Librarians have known the old system was unsustainable for years and have thrown themselves into library-supported publishing. Many institutions have repositories where faculty can post their work. Many provide labor and software support for publishing open access journals and books. However, all this work hasn’t replaced the broken system. It has created more avenues for publishing, but it’s a parallel universe, not a fix. Besides, this isn’t a library problem for libraries to solve. It’s a higher education problem. We need all hands on deck to fix it.  

Rebecca argues that thinking big about the entire system, not creating piecemeal solutions, is what is needed now. The OAN will be focused on bringing together scholars, their societies, university presses, and institutions of higher learning of every size and stripe to build a new infrastructure to fund “open everything” – journals, books, digital projects, open textbooks and other learning materials. This is an attempt to think holistically about what an open world of knowledge looks like.

In brief, the idea is for all institutions of higher learning, regardless of size or mission, to contribute to a common centrally-managed fund which will disburse resources to publishers – societies, university presses, and others – to pay for the publication and preservation of research. Though there are many moving parts to this model, it’s designed to be a big-picture process for engaging institutions in supporting an open, transparent, sustainable, and durable infrastructure for scholarship. The first step is to model this infrastructure with early-adopter institutions and scholarly societies. Then, the OAN will encourage wide adoption by institutions, based on their size and taking into account contributions they have already made to open access through establishing repositories, supporting publishing, or investing in various open access projects such as Knowledge Unlatched, the Open Library of Humanities, and Lever Press.

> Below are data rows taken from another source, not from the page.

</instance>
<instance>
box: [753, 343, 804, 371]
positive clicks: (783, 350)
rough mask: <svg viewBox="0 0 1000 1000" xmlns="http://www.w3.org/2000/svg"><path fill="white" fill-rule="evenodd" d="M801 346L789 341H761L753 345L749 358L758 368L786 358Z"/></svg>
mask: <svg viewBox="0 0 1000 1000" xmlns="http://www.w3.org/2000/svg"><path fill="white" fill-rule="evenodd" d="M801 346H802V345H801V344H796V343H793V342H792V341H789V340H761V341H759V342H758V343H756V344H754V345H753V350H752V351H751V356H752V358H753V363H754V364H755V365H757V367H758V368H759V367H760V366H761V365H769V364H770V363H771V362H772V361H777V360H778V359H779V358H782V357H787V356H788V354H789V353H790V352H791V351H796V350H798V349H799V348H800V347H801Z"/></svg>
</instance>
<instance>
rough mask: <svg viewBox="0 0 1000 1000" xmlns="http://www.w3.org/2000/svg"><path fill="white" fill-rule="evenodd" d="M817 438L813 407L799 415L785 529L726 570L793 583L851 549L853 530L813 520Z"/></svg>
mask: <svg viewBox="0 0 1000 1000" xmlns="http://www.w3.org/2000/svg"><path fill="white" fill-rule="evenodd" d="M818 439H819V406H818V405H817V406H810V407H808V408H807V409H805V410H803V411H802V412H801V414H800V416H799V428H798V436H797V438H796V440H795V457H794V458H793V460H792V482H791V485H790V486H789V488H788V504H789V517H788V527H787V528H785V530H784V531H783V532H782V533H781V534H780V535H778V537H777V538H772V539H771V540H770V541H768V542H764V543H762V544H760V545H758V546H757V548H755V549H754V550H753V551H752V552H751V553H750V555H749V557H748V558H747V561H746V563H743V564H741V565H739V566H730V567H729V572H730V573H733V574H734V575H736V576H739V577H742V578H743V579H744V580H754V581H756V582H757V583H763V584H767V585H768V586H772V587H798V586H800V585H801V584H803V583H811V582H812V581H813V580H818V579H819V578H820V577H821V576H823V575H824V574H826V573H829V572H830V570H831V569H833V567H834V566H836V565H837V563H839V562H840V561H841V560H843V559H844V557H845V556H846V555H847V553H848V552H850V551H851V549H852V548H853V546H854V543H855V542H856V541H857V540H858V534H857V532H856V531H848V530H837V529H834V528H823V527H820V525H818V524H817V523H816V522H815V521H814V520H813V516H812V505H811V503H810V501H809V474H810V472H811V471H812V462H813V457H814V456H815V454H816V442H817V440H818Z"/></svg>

Though institutions are currently used to taking a competitive stance, this collaborative support for openness should be attractive even in a self-interested way. Our graduates are currently shut out of the expensive resources that institutions provide to currently enrolled students at great expense. Wouldn't they be happier if that funding meant they had continual access? It should appeal to the public, which has lost faith in the competitive and costly way higher education works today.

The OAN doesn’t lack chutzpah. It hopes to recruit half of higher education institutions to pay into a common fund by 2018. Ambitious? Yes. But I can’t think of any other project that has thought through the entire landscape of scholarly publishing as thoroughly as OAN.

I suspect one reason Rebecca is able to see the big picture while working out the nitty-gritty details is that she has seen scholarly publishing from many angles. After a few years of teaching English courses at the college level, she became the managing editor of Cell and worked as a production manager at Blackwell. She worked for database companies (remember Silver Platter?) in the early days of making print research digital, and later became Director of Production at PLoS – a ground-breaking open access science publisher. More recently, she was Director of the Center for Digital Research and Scholarship at Columbia University. She knows scholarly publishing from many angles and is a dab hand at project management.  

While this is a very large project to manage, it’s exciting to see such a big-picture attempt to build a new framework for a new way of communicating scholarship that will be open by default. It’s not realistic to assume that business as usual will go on. The OAN is thinking about the whole process, from creation and innovation of new publishing platforms to preservation of the record, working out a map for how to build and sustain new kinds of publishing that meet the needs of all stakeholders through collaboration and a commitment to openness. I’m impressed, and I hope it gathers a lot of support in coming years.